Jack langsung membalikkan
tubuhnya dan menghadap Damien. Ia bisa melihat mata Damien yang mulai meneliti
dan menjalar mengamati tubuh Clara, dan ia tidak menyukai hal itu. “Kita bisa
bertukar kalau kau mau atau aku bisa mencobanya setelah dirimu,” bujuk Damien
dengan wajah penuh nafsu.
“I don’t need her and
get out,” jawab Jack cepat sambil menatap wanita yang berdiri di samping
Damien dengan tatapan jijik.
“But, she is your type,
Bro,” bujuk Damien lagi.
“Just get out,”
usir Jack dengan halus, mencoba menahan rasa kesalnya pada Damien karena sudah
mengganggu saat-saat yang begitu ia inginkan.
“Please, Bro,”
bujuk Damien lagi.
Sebuah tepukan di pundak
Jack membuat dirinya menoleh ke belakang dan terkejut melihat Clara yang
berdiri di belakangnya. Wanita itu berdiri sempoyongan dan mengerjap-ngerjapkan
mata berusaha menatap Jack dengan pandangan sayu itu. “Sir,” ucap Clara lemah
sambil menggenggam tangan Jack, menjadikan dirinya sebuah tumpuan kuat untuk
berdiri.
“Duduk!” perintah Jack,
tapi sepertinya Clara tidak menggubris ucapannya. Tubuh Clara pun mulai
terlihat lunglai dan dengan cekatan Jack melingkarkan tangannya di pinggang
Clara, lalu mendekap tubuh wanita itu. Menahannya agar tidak terjatuh.
“Get. Out!” usir
Jack dengan tegas, tapi Damien sama sekali tidak beranjak dari tempatnya.
“She is mine,” ucap
Jack sebelum ia menempelkan bibirnya di bibir Clara dan melumatnya dengan
rakus.
Jantungnya berdebar dengan
sangat cepat dan kepalanya terasa ringan. Jack bisa mendengar pintu ruangan itu
kembali terbuka dan tertutup lagi. Ia tahu Damien sudah pergi dari ruangannya,
tapi Jack sama sekali tidak melepaskan ciumannya, malah semakin memperdalam
ciuman itu. Bibir Clara terasa begitu manis dan lembut. Ia tidak menyangka
kalau wanita ini bisa membangkitkan gairahnya lagi.

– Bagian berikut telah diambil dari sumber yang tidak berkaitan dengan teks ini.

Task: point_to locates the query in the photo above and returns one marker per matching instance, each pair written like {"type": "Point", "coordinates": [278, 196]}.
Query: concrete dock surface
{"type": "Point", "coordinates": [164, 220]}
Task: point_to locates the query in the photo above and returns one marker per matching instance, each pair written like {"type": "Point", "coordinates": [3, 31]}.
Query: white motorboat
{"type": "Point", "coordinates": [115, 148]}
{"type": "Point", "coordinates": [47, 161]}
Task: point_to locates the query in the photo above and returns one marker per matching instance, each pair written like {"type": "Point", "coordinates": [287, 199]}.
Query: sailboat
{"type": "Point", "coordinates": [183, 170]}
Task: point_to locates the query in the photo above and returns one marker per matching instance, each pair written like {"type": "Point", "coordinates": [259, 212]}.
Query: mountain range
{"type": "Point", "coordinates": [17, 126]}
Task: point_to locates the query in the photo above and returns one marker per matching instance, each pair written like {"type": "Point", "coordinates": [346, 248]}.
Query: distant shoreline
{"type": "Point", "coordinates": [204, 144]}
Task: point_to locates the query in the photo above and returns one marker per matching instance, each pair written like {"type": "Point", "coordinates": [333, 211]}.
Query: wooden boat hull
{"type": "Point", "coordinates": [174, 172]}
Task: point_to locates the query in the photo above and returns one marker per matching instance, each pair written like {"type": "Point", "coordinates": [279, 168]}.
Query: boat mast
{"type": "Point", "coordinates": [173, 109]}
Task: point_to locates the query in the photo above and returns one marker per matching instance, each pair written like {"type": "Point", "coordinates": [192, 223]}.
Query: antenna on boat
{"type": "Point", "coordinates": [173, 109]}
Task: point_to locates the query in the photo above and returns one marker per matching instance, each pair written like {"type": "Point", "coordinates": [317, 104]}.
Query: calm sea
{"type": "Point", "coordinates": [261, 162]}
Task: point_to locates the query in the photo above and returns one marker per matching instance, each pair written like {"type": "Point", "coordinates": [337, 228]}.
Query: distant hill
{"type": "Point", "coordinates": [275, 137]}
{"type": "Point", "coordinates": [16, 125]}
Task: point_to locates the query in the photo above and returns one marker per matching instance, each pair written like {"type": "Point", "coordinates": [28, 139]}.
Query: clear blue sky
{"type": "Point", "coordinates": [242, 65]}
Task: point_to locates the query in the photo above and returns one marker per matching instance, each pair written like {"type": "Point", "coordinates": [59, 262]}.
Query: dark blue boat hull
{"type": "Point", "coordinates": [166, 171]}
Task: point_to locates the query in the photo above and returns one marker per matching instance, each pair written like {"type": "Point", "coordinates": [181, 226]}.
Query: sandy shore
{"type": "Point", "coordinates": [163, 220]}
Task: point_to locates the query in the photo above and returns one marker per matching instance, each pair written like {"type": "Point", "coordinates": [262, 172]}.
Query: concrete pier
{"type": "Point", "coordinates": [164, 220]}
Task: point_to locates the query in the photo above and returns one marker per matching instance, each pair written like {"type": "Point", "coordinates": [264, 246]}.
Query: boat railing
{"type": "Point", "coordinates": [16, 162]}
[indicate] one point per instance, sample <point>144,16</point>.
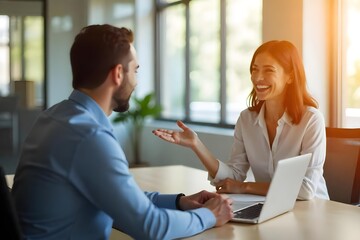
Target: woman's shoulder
<point>313,114</point>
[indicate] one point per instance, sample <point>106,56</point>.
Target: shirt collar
<point>92,107</point>
<point>260,119</point>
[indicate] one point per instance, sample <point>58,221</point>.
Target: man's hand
<point>219,205</point>
<point>196,200</point>
<point>221,208</point>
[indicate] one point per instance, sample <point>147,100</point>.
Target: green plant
<point>140,110</point>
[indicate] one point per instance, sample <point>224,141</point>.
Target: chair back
<point>342,164</point>
<point>9,222</point>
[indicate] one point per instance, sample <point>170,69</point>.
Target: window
<point>349,63</point>
<point>22,54</point>
<point>204,52</point>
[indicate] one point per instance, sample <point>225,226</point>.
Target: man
<point>73,181</point>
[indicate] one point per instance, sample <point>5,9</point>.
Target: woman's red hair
<point>297,97</point>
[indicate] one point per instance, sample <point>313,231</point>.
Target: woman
<point>282,121</point>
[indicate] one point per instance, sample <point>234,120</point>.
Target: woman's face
<point>269,78</point>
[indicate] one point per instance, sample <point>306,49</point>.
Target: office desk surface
<point>310,220</point>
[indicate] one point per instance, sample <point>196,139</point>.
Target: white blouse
<point>251,148</point>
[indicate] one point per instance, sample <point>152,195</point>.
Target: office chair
<point>9,118</point>
<point>9,222</point>
<point>342,164</point>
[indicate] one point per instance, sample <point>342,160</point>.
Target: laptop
<point>282,194</point>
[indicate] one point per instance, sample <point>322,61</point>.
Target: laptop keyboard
<point>249,212</point>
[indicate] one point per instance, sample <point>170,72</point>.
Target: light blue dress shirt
<point>73,182</point>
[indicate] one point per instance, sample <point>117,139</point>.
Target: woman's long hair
<point>297,97</point>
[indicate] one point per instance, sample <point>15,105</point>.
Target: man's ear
<point>118,74</point>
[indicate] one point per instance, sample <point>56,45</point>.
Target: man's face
<point>122,96</point>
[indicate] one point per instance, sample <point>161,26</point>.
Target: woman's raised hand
<point>187,137</point>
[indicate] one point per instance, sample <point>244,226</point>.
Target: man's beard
<point>122,105</point>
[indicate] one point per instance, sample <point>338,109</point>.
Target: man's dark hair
<point>95,51</point>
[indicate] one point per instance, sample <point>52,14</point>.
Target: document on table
<point>243,200</point>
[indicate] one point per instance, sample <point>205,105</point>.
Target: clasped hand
<point>219,205</point>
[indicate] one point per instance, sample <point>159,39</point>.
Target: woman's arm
<point>188,138</point>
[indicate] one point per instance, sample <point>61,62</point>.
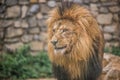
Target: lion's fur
<point>89,39</point>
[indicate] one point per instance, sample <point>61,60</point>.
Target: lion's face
<point>64,36</point>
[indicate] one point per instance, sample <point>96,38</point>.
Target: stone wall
<point>23,21</point>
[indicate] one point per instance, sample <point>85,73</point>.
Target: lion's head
<point>64,36</point>
<point>74,41</point>
<point>72,33</point>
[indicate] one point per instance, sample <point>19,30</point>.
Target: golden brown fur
<point>81,41</point>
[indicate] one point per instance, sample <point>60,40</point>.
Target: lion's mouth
<point>59,48</point>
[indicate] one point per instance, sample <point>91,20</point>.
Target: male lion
<point>75,43</point>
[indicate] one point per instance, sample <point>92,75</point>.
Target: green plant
<point>22,65</point>
<point>113,50</point>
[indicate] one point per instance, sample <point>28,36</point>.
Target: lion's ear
<point>65,4</point>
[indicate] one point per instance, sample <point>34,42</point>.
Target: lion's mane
<point>84,62</point>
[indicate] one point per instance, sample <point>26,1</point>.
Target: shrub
<point>22,65</point>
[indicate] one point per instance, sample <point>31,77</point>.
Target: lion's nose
<point>54,42</point>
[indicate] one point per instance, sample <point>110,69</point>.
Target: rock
<point>86,1</point>
<point>27,38</point>
<point>42,1</point>
<point>105,18</point>
<point>93,7</point>
<point>36,46</point>
<point>33,1</point>
<point>115,17</point>
<point>24,24</point>
<point>24,11</point>
<point>6,23</point>
<point>94,0</point>
<point>39,15</point>
<point>13,40</point>
<point>107,36</point>
<point>11,32</point>
<point>44,9</point>
<point>23,2</point>
<point>32,21</point>
<point>34,30</point>
<point>36,37</point>
<point>112,68</point>
<point>17,23</point>
<point>41,23</point>
<point>78,1</point>
<point>43,37</point>
<point>104,10</point>
<point>33,9</point>
<point>109,29</point>
<point>51,3</point>
<point>11,2</point>
<point>13,12</point>
<point>14,46</point>
<point>114,9</point>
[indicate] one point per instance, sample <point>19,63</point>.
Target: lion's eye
<point>53,30</point>
<point>64,30</point>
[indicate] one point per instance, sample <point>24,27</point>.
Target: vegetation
<point>113,50</point>
<point>21,65</point>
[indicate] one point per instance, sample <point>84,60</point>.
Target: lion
<point>75,43</point>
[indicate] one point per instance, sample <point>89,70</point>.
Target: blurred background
<point>23,32</point>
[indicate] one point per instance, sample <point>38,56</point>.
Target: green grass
<point>21,65</point>
<point>113,50</point>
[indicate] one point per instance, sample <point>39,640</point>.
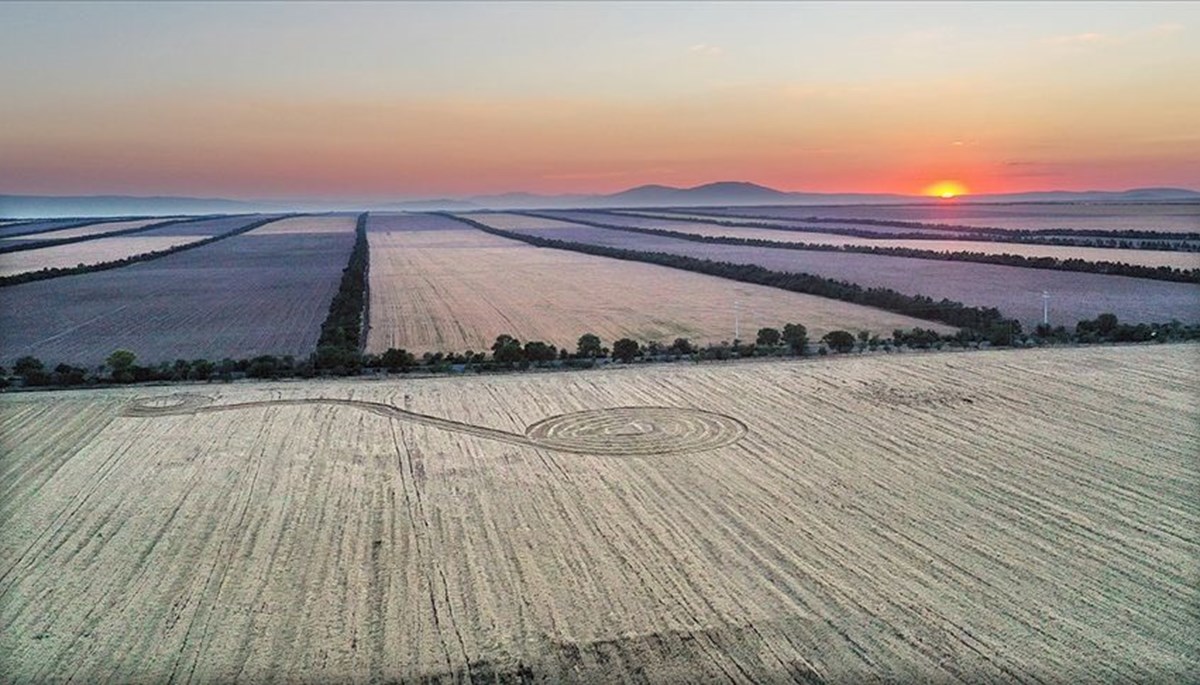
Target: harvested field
<point>114,248</point>
<point>441,286</point>
<point>1017,292</point>
<point>978,517</point>
<point>43,226</point>
<point>1181,217</point>
<point>1139,257</point>
<point>90,229</point>
<point>257,293</point>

Jack mulai merasakan tubuh
Clara yang semakin lama semakin terkulai lemah. Jack melepaskan ciumannya
dengan enggan dan menatap wanita yang saat ini pingsan di dalam dekapannya.
Jack memerhatikan setiap jengkal wajah Clara dan terpaku pada bibir indah itu.
Ia mengusap bibir Clara
dengan bibirnya dan menyeringai nakal. You’re mine now.